Doi Atsushi, Nagasaki Masao, Matsuno Hiroshi, Miyano Satoru
Human Genome Center, Institute of Medical Science, University of Tokyo, 4-6-1 Shirokanedai, Minato-ku, Tokyo 108-8639, Japan.
Stud Health Technol Inform. 2011;162:130-42.

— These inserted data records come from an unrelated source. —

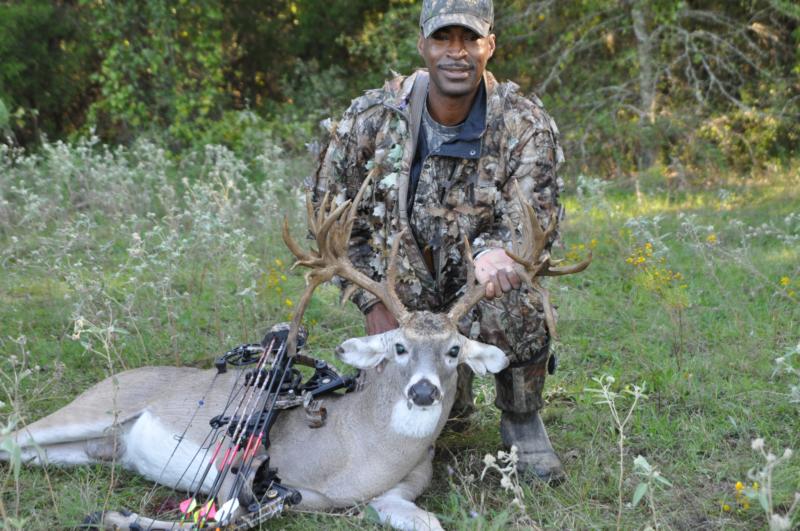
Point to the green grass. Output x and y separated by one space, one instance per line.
188 295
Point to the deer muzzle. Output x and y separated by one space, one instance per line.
424 393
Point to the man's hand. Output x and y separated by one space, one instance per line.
379 320
495 270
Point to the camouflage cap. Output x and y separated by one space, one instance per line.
477 15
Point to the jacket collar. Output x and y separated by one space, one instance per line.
397 91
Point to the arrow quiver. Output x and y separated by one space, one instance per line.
278 382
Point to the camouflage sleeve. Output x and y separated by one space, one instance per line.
340 170
534 157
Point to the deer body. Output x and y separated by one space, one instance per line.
375 440
376 446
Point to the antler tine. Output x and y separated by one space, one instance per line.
331 227
475 292
528 254
398 308
566 270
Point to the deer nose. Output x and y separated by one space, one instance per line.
424 393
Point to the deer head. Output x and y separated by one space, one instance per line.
418 359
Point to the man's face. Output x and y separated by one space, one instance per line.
456 58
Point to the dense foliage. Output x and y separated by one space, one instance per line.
634 84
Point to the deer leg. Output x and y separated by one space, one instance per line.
125 520
396 507
98 450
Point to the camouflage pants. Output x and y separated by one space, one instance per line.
514 323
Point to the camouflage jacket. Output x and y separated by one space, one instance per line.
474 197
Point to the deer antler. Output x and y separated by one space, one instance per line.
527 253
331 228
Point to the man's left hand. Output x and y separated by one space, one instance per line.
495 270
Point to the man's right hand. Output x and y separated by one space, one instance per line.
379 320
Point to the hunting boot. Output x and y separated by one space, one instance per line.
519 398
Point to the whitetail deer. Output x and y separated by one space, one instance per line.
376 446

MDM2 and p19ARF are essential proteins in cancer pathways forming a complex with protein p53 to control the transcriptional activity of protein p53. It is confirmed that protein p53 loses its transcriptional activity by forming the functional dimer with protein MDM2. However, it is still unclear that protein p53 keeps its transcriptional activity when it forms the trimer with proteins MDM2 and p19ARF. We have observed mutual behaviors among genes p53, MDM2, p19ARF and their products on a computational model with hybrid functional Petri net (HFPN) which is constructed based on information described in the literature. The simulation results suggested that protein p53 should have the transcriptional activity in the forms of the trimer of proteins p53, MDM2, and p19ARF. This paper also discusses the advantages of HFPN based modeling method in terms of pathway description for simulations.
MDM2和p19ARF是癌症通路中的关键蛋白,它们与蛋白p53形成复合物以控制蛋白p53的转录活性。已证实蛋白p53通过与蛋白MDM2形成功能性二聚体而失去其转录活性。然而,当蛋白p53与蛋白MDM2和p19ARF形成三聚体时,其是否仍保持转录活性尚不清楚。我们基于文献中描述的信息,利用混合功能Petri网(HFPN)构建的计算模型,观察了基因p53、MDM2、p19ARF及其产物之间的相互作用。模拟结果表明,蛋白p53以p53、MDM2和p19ARF蛋白三聚体的形式应具有转录活性。本文还讨论了基于HFPN的建模方法在模拟通路描述方面的优势。